The English might have given birth to some significant percentage of football’s hooligan culture, but the most serious offenders have lost their passports. There is still a drunk and crimson presence that marauds with the team, and their menacing doesn’t exactly endear themselves to the locals especially. But most traveling English fans are harmless, middle-aged and just looking to escape for a little while. The majority of them, at least, aren’t what they used to be.

“We all have wives and kids,” one of my dinner companions said.

And for them, for that benign element of them, something has changed here in France. There is a fear in them that didn’t burden them before. They told me that they had learned to pick out Russian faces in a crowd and that they were nervous of any supposed fans wearing black T-shirts or combat pants.

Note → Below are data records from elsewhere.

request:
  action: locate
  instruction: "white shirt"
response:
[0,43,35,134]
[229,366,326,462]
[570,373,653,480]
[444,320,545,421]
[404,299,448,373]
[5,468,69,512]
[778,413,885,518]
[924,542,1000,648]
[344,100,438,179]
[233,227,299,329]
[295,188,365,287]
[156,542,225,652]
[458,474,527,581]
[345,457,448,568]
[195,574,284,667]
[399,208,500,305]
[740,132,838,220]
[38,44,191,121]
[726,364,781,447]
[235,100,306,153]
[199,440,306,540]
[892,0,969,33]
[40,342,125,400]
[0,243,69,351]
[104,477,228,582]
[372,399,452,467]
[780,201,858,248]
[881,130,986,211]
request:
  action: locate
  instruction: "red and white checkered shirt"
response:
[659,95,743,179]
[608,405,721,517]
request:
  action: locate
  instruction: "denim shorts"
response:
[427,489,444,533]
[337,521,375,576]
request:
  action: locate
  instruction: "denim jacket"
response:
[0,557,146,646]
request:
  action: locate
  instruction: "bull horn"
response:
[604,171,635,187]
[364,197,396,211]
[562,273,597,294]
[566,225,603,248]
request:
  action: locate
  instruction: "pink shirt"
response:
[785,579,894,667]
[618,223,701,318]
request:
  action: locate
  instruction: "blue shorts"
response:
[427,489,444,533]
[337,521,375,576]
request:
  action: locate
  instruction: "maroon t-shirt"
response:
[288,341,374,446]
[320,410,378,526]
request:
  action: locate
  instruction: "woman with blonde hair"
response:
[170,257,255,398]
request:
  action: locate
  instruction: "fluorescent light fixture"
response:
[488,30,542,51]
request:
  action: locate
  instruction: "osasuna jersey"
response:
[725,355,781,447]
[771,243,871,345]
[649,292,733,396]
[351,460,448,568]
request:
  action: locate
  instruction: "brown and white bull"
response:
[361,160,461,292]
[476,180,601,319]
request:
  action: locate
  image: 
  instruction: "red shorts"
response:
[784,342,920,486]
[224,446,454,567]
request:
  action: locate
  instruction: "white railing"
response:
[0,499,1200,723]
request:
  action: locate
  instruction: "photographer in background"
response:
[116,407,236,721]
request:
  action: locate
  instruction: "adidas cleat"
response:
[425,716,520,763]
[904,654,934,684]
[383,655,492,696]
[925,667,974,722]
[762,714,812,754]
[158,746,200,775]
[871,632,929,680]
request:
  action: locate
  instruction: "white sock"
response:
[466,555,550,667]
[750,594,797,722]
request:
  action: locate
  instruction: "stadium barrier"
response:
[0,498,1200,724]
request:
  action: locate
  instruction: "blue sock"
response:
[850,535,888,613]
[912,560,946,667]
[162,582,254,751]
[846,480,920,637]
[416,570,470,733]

When they staked out territory outside pubs like the King Arthur in downtown Lyon, they circled each other habitually like elephants and knew the escape routes.

I spoke to about two dozen English supporters over the past two days, and I asked the same question over and over again: Presuming England qualify for the World Cup in 2018, would any of them risk going to Russia?

Now, surveying two dozen of the thousands here makes for an extremely unofficial poll, and two years is a long time to change minds. But every last one said they wouldn’t dream of making that trip. These were hard-core English fans. One had been to every World Cup and Euro since 1996; another had marked full attendance for 18 years. They all shook their heads.

“No chance,” one said.

“If they were that organized and brutal here,” another said, “imagine how they’ll be in Russia.”

One of my dinner companions said that he was already changing his plans. He had taken his adult son to the World Cup in Brazil in 2014, and he said that they couldn’t have had a better, more memorable time. When he came back, he promised to take his younger daughter to the next one. He’s since told her that he’s going to bring her to France instead, to watch England continue their run at the relative safety of Euro. “Russia, we’re going to give a miss,” he said.

At least two games left here, and the highest hopes call for three more. Then, when England and their fans finally do have to go home, we might have seen the last of many lions abroad for four years instead of the usual two. A Russian intermission is looming in between.